Anonymous Anonymous said...

What a wonderful story! I remember African singing when I was a child. Everything, including manual labour was done with singing. To this day, I love listening to rich, harmonic African voices. I did home visits today in steady rain, and felt a little grumpy, but I didn't have to deal with mud and pot holes and delays. Thanks for a reality check!

1:55 PM  
Blogger Unknown said...

Fabulous account of your day. One of my aunts was involved in setting up a school for children who were blind or vision-impaired in Ethiopia, and she rapidly learned that she couldn't plan her travels because the rains would readily wash away a road.

Thanks for writing this.

Regards - Shinga

2:10 PM  
Anonymous Anonymous said...

Oh my,I want to dance right now! Except I'm in Starbucks and the only music is Bob Dylan....

This is a great story.

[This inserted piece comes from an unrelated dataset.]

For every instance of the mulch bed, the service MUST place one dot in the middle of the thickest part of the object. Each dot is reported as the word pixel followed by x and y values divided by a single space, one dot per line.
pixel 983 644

Can you imagine if we could tap that energy,that joy, the easy-going attitude in the US?

Thanks for such a great glimpse into another culture.

And I think I'll sing in the car on the way home....

8:15 AM  
Blogger Margaret Polaneczky, MD (aka TBTAM) said...

Wonderful story! Thank you. YOur blog, and what you are doing, are gifts to us all.

3:20 PM  
Blogger HP said...

Amazing story. So well written, for a moment, I was on that bus too.

10:36 PM  
Blogger Kay Wotton said...

Ruth- Thank you. The singing is something else.

Shinga - I think that is what African time really is, a taking into account ALL the various contributions to the minute.

Kim- Welcome. Bob Dylan claims African-American influences and where do you suppose those came from? Thanks for dropping by.

tbtam - Kind of you to say and welcome.

healthpsych - You're right, it is difficult not to be part of it.

12:25 PM  
Anonymous Anonymous said...

What a wonderful post! Thank you so much for sharing all of that with us. It's as if we've been able to come to Uganda to experience all of it with you.

You should submit your blog to Blogburst!

A variety of news sites pick on the Blogburst feeds, and include them in their daily news - SF Gate, Washington Post, etc. ... your posts are just the sort of thing the news sites seem to like ...

12:54 PM  
Anonymous Anonymous said...

Great post Travelling Doc.
'Yesu' stands for Jesus in Tamil too.

9:28 AM  
Blogger Kay Wotton said...

Moof - You are so generous with your praise. Blogburst indeed! I can't even get my typos fixed on the third go. But I will go have a look. Thank you.

Vijay - I love all these Tamil connections in words. Thanks.